B. İstinaf Nedenleri
Davacılar vekili istinaf dilekçesinde; dava konusu taşınmazın kök muris ...'dan kaldığını ve taksim edilmediğini, miras payları oranında hak sahibi olduklarını, Mahkemece verilen kararın usul ve yasaya aykırı olduğunu, Mahkemenin vermiş olduğu kararla davalıların haksız olarak zenginleştiklerinin ortada olduğunu, tüm mirasçıların davadan haberdar edilmesi gerektiğini, belirterek İlk Derece Mahkemesi kararının kaldırılmasını istemiştir.
C. Gerekçe ve Sonuç
Bölge Adliye Mahkemesinin 02.03.2021 tarihli ve 2020/924 Esas, 2021/228 Karar sayılı kararıyla; davacı tarafça çekişmeli taşınmazın muris ...(...)'den intikal olduğunun ispatlanamadığı gerekçesiyle davacılar vekilinin istinaf başvurusunun esastan reddine karar verilmiştir.
V. TEMYİZ
A. Temyiz Yoluna Başvuranlar
Bölge Adliye Mahkemesinin yukarıda belirtilen kararına karşı süresi içinde davacılar vekili temyiz isteminde bulunmuştur.
B. Temyiz Sebepleri
Davacılar vekili temyiz dilekçesinde;istinaf dilekçesinde bildirdiği sebepleri tekrar ederek,kararın bozulmasını istemiştir.
C. Gerekçe
1. Uyuşmazlık ve Hukuki Nitelendirme
Uyuşmazlık, kadastro öncesi nedene dayalı tapu iptal ve tescil istemine ilişkindir.
2. İlgili Hukuk
1. 4721 sayılı ... Medeni Kanunu'nun 6. maddesi şöyledir, "Kanunda aksine bir hüküm bulunmadıkça, taraflardan her biri, hakkını dayandırdığı olguların varlığını ispatla yükümlüdür."

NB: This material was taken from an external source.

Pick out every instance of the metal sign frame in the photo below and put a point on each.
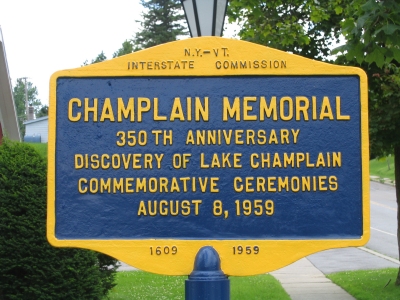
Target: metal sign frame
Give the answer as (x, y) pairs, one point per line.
(208, 63)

2. 3402 sayılı Kadastro Kanunu’nun 15. maddesi şöyledir "Tapuda kayıtlı taşınmaz malların malikleri veya bunların mirasçıları arasında, tapuda kayıtlı olmayan taşınmaz malların ise on dördüncü madde gereğince belirlenen zilyetleri arasında taksim edildikleri belgelerle veya bilirkişi veyahut tanık beyanları ile sabit olduğu takdirde bu mallar taksim gereğince zilyetleri adına tespit olunur." hükümlerine yer verilmiştir.
3. Değerlendirme
1. Bölge adliye mahkemelerinin nihai kararlarının bozulması 6100 sayılı Kanunu'nun 371 ... maddesinde yer alan sebeplerden birinin varlığı hâlinde mümkündür.
2. Temyizen incelenen karar, tarafların karşılıklı iddia ve savunmalarına, dayandıkları belgelere, uyuşmazlığa uygulanması gereken hukuk kuralları ile hukuki ilişkinin nitelendirilmesine, dava şartlarına, yargılama ve ispat kuralları ile kararda belirtilen gerekçelere göre usul ve kanuna uygun olup davacılar vekili tarafından temyiz dilekçesinde ileri sürülen nedenler kararın bozulmasını gerektirecek nitelikte görülmemiştir.
VI. KARAR
Açıklanan sebeplerle;
Temyiz olunan Bölge Adliye Mahkemesi kararının 6100 sayılı Kanun'un 370 ... maddesinin birinci fıkrası uyarınca ONANMASINA,
Aşağıda yazılı 120,60 TL bakiye onama harcının davacılardan alınmasına,
Dosyanın İlk Derece Mahkemesine, kararın bir örneğinin Bölge Adliye Mahkemesine gönderilmesine,
03.07.2023 tarihinde kesin olmak üzere oy birliğiyle karar verildi.